Here we use trn() instead of tr() to get plural support. The third argument is the number we need to take into account to decide which plural form to return, and the special %# placeholder gets replaced with the value of this number. This is more convenient than ngettext() which requires you to pass the number twice: one time to ngettext(), another time to the string formatting code (as can be seen in the ngettext() example above).

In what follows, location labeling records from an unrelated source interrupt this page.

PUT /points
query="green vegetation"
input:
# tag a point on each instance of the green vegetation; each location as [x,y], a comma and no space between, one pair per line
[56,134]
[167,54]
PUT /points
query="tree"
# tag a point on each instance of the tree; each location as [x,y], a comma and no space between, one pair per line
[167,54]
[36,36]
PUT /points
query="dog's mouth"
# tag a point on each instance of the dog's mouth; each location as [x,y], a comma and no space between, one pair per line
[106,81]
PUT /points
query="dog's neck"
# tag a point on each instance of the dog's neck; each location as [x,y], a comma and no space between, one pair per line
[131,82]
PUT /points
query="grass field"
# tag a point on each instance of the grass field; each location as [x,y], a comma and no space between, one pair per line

You can use the xgettext tool to extract the strings. The invocation I use is:

xgettext --from-code=utf-8 --keyword=tr --keyword=trn:1,2 -o po/messages.pot *.java

What's important here is the use of --keyword=tr and --keyword=trn:1,2 to tell xgettext which method names to look for.

Once you have your .po file, you must use po-compile to create a .java file usable by Linguaj. This Python-based tool is available in the scripts directory of the repository.

Then, just include the file in your project, together with Linguaj Java code (either generate a .jar using the Ant script or simply copy the two Java files) and you should be good to go.

One final note: Linguaj initializes itself when Translator.tr() or Translator.trn() is called for the first time, but you can call Translator.init() explicitly. This is handy if you want to force the use of a different language. You can call this method several times, making it possible to change languages while your code is running (useful for games). The example provided in the repository demonstrates this.

That's it, I hope you find Linguaj useful for your translation needs. You can get it from its GitHub page.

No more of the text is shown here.